The notion of conservation and the role of nature in everyday life is integral to the Mongolian conception of the world whereas the Chinese model is focused on economic and infrastructure development irrespective of environmental impact. This splits the Gobi at the border; on one side roads, fencing, settlement, degradation and policy has ended free movement in China and sees the environment as something to be managed and exploited to ultimately benefit the several layers of government.

A copper mine in the Mongolian desert stretches further than the eye can see. EPA

This leaves one to ask “what conservation” as water, land and vegetation are used for financial benefit, not as an inherent social good to protect.
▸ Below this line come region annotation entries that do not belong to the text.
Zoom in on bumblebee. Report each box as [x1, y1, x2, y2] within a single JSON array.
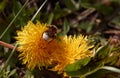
[[42, 25, 58, 42]]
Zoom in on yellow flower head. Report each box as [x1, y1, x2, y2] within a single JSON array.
[[16, 21, 93, 72]]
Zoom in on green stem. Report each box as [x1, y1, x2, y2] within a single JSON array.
[[0, 44, 18, 74], [0, 0, 29, 39]]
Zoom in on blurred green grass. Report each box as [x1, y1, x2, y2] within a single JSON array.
[[0, 0, 120, 78]]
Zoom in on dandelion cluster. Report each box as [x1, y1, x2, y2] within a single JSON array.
[[15, 21, 93, 72]]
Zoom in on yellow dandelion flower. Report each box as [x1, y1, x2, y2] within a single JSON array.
[[53, 35, 93, 72], [16, 22, 93, 72]]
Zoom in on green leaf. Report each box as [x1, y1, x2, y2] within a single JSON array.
[[95, 43, 112, 59], [65, 57, 91, 71], [101, 66, 120, 73], [94, 4, 113, 15], [63, 0, 80, 10], [61, 19, 70, 35]]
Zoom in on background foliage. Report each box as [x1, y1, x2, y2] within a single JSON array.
[[0, 0, 120, 78]]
In Mongolia national parks comprise 13% of the country and species such as the Gobi bear, gazelle, marmot and Saker Falcon benefit from social conceptions of nature’s importance and varying degrees of protection.

Though a vast area, the Gobi’s harsh environment and intricate ecosystem make wide swathes of open land and limited human use of nature key to conserving flora and fauna. This means creating non-financial value for wild steppe and desert regions. Without care the environment can become less productive and potentially experience desertification. Preserving nature takes insightful policy, sustainable land use, recognition of environmental benefits and the support of rural and mining communities.

In the Gobi this takes place against Mongolia’s weak institutional framework and China’s all-powerful bureaucracy. While the Communist Party remains in power conservation will be sacrificed for perceptions of growth and social stability. The picture in Mongolia is more optimistic as history and cultural preferences favour a strong role for nature in Mongolia’s conception of the world.